Nate and Sutton are one of many Christian couples who monetize their life and family on YouTube and Instagram, repping products with discount codes while sharing heartfelt self-help advice via personal testimonials about topics like dating, marriage and parenting.

Girl Defined, Paul and Morgan and Chelsea and Nick collectively reach millions of younger Christians with their edited and well-produced YouTube videos. A quick perusal of evangelical Instagram or YouTube will yield hundreds of these kinds of accounts, ranging from theologians who sell essential oils, to relationship coaches with e-courses for sale.

Devi Abraham’s report reminds us that we’ve heard this story before. I’ll remind us that we’ve also seen how it’s almost certain to end. It’s just that this time around we’ll get to watch the impending scandals, separations, and ugly recriminations unravel on TikTok and YouTube.

• I suppose another reasons the phrase “Daughters of Eve” bristles a bit is because it reminds me of Daughters of Sarah, the now-defunct magazine of what was once the Evangelical Women’s Caucus, and that, in turn, reminds me of how that group split in 1986 after EWC passed a resolution affirming that “homosexual people are children of God” and supporting full “civil rights protection for homosexual persons.” Most of the funding left at that point, along with all the group’s prominent white evangelical supporters, and the EWC was thereafter shunned and anathematized to such an extent that even my “progressive evangelical” mentors in the ’90s barely acknowledged the group’s existence.

That’s a long, ugly story that I’d summarize by inviting you to imagine an alternate ending to Blazing Saddles. Remember that scene at the end when the railroad-workers and the white townsfolk need to come together to save the town and it takes the white folks a minute to accept the idea: “We’ll take the [Black workers] and the [Chinese],” Olson Johnson says, “… but we don’t want the Irish!” Well, just imagine that Bart and Jim had accepted that bargain — agreeing to exclude one group of outcasts as the price of admission for themselves. And then, because of that, they fail to save the town and Rock Ridge is destroyed and Hedley Lamarr’s thugs and klansmen and Nazis win.

That’s pretty much what happened to “progressive evangelicalism” and the whole “Chicago Declaration” movement as a result of the nasty bargain they chose to make in 1986. So.

• Speaking of corrupt bargains coming back to bite … “3 residents of The Villages arrested for casting multiple votes in 2020 election“:

SUMTER COUNTY, Fla. – Three residents of The Villages have recently been arrested as part of an ongoing investigation into voter fraud, court records show.

Jay Ketcik, Joan Halstead and John Rider are each charged with casting more than one ballot in an election, a third-degree felony punishable by up to five years in prison. …

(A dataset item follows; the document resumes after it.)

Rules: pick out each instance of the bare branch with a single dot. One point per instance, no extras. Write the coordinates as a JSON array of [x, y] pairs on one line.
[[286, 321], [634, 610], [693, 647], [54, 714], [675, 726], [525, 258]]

All three were registered as Republicans in Florida at the time of the election, voter registration records show.

… Facebook pages that appear to belong to Ketcik and Halstead contain several posts expressing support for former president Donald Trump.

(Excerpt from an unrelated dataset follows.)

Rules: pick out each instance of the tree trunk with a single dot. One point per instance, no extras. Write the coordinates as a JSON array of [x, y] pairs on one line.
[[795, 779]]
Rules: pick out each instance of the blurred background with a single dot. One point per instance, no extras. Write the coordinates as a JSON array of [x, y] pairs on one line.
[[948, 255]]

• The title for this post comes from the lyrics to Jack Wagner’s only Top 40 hit, “All I Need,” which was briefly the No. 2 song in America in 1985. Wagner wasn’t a one-hit wonder, though, since he also had a long and successful acting career on shows like General Hospital and Melrose Place.

I wouldn’t say “All I Need” was a good song, or even that I remember it fondly, but I’m including it here because today I had to retrieve a special order for a customer named Jack Wagner.

Me: What’s the name on the order?<
Customer: Jack Wagner.
Me. Thank you, I’ll be right back. [awkward beat] All I need is just a little more time.
Customer: [blank, expressionless silence]

Admittedly, the customer probably wasn’t born yet in 1985. But still. If we completely forget even our forgettable proto-Richard Marx-ish ’80s pop ephemera, then we’ve lost … something. Maybe.